[ale] Ouch, dang it.
Jim Kinney
jim.kinney at gmail.com
Thu May 29 20:11:22 EDT 2025
Add a rule to send problem IP to a different internal port that has a VERY
slow page load that is a redirect notice to DHS.
--
James P. Kinney III
Every time you stop a school, you will have to build a jail. What you gain
at one end you lose at the other. It's like feeding a dog on his own tail.
It won't fatten the dog.
- Speech 11/23/1900 Mark Twain
*http://heretothereideas.blogspot.com/
<http://heretothereideas.blogspot.com/>*
On Thu, May 29, 2025, 8:03 PM DJPfulio--- via Ale <ale at ale.org> wrote:
> If the Twiki is just for you, just allow localhost and use an ssh SOCKS
> proxy to access it, just like we all do for DBMS server management. Just
> put ssh on a high port or only allow your static IP from home access into
> it, assuming you have a static IP at home, of course.
>
> I'm pretty ruthless about bots and about 150 user-agents or any user-agent
> that claims to be an old version of any browser or referrers that try to
> directly access content remotely using an iframe.
>
> Often, it is easier to just throttle requests from a single IP. Nginx
> makes it easy.
> https://nginx.org/en/docs/http/ngx_http_limit_req_module.html That's a
> failsafe for any "bad requests" that don't get blocked before this point.
>
> I hate the idea of needing to block access, but there are practicalities
> that cannot be ignored, especially with all the abuse these days.
>
>
> On 5/29/25 18:31, lollipopman691 via Ale wrote:
> > I run a small TWiki server which is in robots.txt on an aws instance.

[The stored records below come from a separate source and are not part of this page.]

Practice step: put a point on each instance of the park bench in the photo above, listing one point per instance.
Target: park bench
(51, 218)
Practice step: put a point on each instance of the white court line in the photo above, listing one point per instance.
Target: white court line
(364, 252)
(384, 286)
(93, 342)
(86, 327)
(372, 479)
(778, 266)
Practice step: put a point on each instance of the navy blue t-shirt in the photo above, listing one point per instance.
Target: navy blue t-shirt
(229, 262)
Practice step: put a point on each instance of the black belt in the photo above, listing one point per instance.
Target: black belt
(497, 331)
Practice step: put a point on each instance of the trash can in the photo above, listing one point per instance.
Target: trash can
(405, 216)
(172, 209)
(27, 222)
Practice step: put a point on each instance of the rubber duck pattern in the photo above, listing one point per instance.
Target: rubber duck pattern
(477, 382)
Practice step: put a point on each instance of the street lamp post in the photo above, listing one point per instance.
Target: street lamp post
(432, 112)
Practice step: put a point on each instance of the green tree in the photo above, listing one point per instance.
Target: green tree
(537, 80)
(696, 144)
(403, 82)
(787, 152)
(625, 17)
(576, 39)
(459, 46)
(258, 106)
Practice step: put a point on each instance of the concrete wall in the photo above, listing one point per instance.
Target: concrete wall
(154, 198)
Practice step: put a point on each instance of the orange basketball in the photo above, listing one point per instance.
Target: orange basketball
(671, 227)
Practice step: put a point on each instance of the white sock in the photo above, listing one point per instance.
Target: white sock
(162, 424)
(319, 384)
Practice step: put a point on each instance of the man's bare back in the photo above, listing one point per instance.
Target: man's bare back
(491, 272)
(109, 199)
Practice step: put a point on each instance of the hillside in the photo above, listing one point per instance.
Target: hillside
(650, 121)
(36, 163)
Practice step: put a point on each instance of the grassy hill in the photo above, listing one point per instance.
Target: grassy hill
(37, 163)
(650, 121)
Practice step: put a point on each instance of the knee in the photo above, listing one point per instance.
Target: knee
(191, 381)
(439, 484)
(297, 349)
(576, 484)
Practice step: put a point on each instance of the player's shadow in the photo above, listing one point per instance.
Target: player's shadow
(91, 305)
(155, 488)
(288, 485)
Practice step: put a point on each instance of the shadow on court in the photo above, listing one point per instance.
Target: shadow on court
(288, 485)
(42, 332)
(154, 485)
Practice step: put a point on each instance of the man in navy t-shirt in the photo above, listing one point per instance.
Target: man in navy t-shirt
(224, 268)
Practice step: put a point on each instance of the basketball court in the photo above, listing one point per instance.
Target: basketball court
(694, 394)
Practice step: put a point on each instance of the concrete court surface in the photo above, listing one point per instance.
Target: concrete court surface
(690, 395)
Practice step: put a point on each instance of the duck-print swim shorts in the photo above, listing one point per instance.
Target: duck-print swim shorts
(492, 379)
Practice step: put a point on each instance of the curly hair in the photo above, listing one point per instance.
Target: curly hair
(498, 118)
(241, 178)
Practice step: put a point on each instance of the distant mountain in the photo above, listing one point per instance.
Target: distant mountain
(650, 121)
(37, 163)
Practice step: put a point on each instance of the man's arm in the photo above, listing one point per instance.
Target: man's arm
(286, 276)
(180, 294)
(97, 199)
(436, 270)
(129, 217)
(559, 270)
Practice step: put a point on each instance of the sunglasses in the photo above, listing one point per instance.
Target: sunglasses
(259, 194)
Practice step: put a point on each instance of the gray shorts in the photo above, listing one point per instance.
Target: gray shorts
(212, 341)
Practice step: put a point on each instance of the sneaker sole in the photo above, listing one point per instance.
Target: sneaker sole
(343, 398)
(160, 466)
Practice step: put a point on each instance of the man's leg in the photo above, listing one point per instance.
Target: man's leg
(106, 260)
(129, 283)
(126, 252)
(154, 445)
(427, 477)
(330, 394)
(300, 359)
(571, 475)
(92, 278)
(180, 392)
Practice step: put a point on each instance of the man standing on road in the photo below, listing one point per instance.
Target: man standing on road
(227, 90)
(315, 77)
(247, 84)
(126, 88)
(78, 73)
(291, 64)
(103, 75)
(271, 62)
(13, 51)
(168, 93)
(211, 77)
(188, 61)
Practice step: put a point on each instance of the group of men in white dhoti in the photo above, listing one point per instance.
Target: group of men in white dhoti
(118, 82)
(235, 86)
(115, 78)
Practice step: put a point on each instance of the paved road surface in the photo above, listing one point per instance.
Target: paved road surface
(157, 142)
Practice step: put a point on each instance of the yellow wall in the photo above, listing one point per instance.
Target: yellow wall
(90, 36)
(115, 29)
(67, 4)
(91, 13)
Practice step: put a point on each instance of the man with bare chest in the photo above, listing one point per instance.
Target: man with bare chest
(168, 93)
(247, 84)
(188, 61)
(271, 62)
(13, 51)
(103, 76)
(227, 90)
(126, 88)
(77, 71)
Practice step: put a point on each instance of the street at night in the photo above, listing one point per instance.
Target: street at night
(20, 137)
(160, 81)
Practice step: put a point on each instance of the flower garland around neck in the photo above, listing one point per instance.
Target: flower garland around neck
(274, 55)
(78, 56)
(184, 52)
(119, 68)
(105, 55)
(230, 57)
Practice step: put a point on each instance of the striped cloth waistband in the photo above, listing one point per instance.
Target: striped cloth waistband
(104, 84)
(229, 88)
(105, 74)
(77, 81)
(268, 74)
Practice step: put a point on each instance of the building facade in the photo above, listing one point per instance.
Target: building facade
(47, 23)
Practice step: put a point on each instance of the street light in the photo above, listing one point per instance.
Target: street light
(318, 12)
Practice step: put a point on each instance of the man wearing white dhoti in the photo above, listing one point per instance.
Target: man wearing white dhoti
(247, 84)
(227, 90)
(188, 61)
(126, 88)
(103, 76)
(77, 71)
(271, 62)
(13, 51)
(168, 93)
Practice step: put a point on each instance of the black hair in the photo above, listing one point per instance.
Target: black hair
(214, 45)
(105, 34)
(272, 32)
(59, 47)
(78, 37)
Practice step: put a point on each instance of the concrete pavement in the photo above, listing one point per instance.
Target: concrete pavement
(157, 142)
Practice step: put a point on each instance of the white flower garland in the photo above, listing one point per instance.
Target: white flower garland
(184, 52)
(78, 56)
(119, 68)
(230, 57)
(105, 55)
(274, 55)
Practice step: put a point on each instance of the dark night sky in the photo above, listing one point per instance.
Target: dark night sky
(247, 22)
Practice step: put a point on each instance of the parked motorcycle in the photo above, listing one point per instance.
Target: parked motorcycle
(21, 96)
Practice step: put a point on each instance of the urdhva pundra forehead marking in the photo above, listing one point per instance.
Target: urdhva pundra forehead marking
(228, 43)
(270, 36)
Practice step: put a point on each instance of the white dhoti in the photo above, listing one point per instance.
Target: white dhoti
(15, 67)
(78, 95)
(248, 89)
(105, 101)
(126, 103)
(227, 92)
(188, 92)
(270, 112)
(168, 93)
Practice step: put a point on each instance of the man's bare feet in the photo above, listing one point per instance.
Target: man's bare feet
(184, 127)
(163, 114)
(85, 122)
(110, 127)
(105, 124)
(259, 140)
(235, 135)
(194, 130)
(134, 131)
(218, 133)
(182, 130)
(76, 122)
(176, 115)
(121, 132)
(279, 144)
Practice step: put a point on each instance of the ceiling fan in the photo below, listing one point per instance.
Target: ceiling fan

> > Recently that VM started to become unstable. Today I logged on and
> > found that the disk was completely full up. It normally runs about
> > 85% full. After poking around a bit I found that the TWiki access
> > logs for the last few days were multiple gigabytes in size. Further,
> > someone or something was requesting a single page on my TWiki over
> > and over at a prodigious rate. I use that instance as a forwarding
> > email server, so it's critical that it stays on line. So I took the
> > simplest course and shut httpd off, removing all my web content from
> > view for now, including a bunch of recipes I use weekly. Dang it.
> >
> > I grabbed today's log file and did some simple shell scripting on it
> > to try to figure out what was going on. It looks like the requests
> > are coming at over 200 times a minute from a variety of addresses in
> > the far east, at least according to https://www.iplocation.net/ .
> >
> > My last TWiki log has requests from about 70,000 ip addresses for
> > that one TWiki page. About 90% of them are hitting the page only
> > once. Most of the rest are hitting it twice. A handful are over 100,
> > with the largest at around 700. I nmap(1) ed a couple of them for
> > fun. The one which appeared to be up ( 47.239.152.3 ) showed:
> >
> > PORT STATE SERVICE 80/tcp closed http 443/tcp closed https
> > 3389/tcp closed ms-wbt-server
> >
> > Mildly interesting. The Net of 10,000 lies claims that
> > "ms-wbt-server" is a Microsoft remote desktop server, so at a guess
> > I'd say this was a compromised Windows machine.
> >
> > Has anyone seen this kind of thing before? I currently plan to leave
> > httpd down for a few days and then restart it and see if this trouble
> > has gone away. I reckon the long-term solution is to move my mail
> > server off the web machine and then just let it do its thing?